Have taken advice and put on another brood box, a super and some sugar syrup. The idea is to encourage the bees to draw out all the foundation and to lay down some stores of honey for the winter. Come Spring I can take one of the brood boxes to make a new hive. Having 2 hives makes things easier to manage.
Just downloaded the August edition of the beekeeping magazine, Beecraft. It included a link to this amazing video ‘More Than Honey’ which shows, in high definition video, how a queen is mated.
Thirteen days after having seen that lovely new queen on the beehive, we inspected the hive with high hopes of seeing eggs and larvae. The bees were tetchy, a lot of drones still around and still plenty of workers but sadly, no eggs or larvae and no sign of the queen.
Just had the last session of an intermediate course in beekeeping this afternoon. We marked drones and clipped their wings to get some practice for doing the same with queens.
My bees made it through the Winter – with the help of feeding. The queen was doing her stuff and by mid May the hive was looking quite healthy with quite a lot of brood, pollen and nectar. You can see the marked queen on the right.
However, when we inspected the hive at the beginning of June there were loads of drone cells and quite a few drones. On 3rd June we found three queen cells and no sign of the queen. Closed the hive and waited!
On the 14th and 15th June I heard a new queen ‘piping’ and managed to record it on my phone.
New queen bee sitting on the hive roof.
This strange sound alerts workers and any other queens not yet emerged that there is a new queen in the hive. On 17th June I was lucky enough to spot the new queen sitting on top of the hive. She was easy to spot with her spidery legs, slender waist and long abdomen. She did a couple of short flights around the hive and returned to the same spot. The other bees showed no interest in her.
I’m hoping that she has now mated successfully but I’ll leave the hive undisturbed for a while and check for eggs in a week or so.
Workers and drone
There have been a lot of drones hanging around the hive and the workers have been behaving oddly – sitting about in small groups. You can see a small group of workers here and a single, much larger drone on the left.
I’m hoping that the new queen has seen off the competition and that the bees won’t swarm.

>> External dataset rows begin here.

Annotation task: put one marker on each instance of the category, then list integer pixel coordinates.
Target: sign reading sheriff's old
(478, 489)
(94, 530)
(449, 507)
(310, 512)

John the bees came a few weeks ago to check on progress and mark the queen for me. When we opened the hive we found the bees were doing very nicely. Lots of healthy brood (eggs and larvae), lots of stores of honey and pollen.
We needed to find and mark the queen. Marking the queen makes it easier to see her when you are checking the hive in spring and summer to make sure she is present and laying and to distinguish her from any new queen that may have appeared. Five different colours are used to show the age of the queen (important if you have several hives)
Marking the queen bee
year ending in 5 or 0 – blue
year ending in 1 0r 6 – white
year ending in 2 or 7 – yellow
year ending in 3 or 8 – red
year ending in 4 or 9 – green
John marked the queen and clipped her wings. If they swarm next year, the queen won’t get very far and the bees stay with her. They’ll be easy to find – just under the hive – so easy to collect.
Now is the time to start treating the hive against Varroa mite. This mite has been causing havoc. in bee colonies. It carries a number of viruses and our bees have little resistance to it. So, it’s out with the chemical weapons, more specifically, thymol. A tray of thymol in a gel is placed in the hive for 4 weeks to kill the mites. We did this and closed up the hive.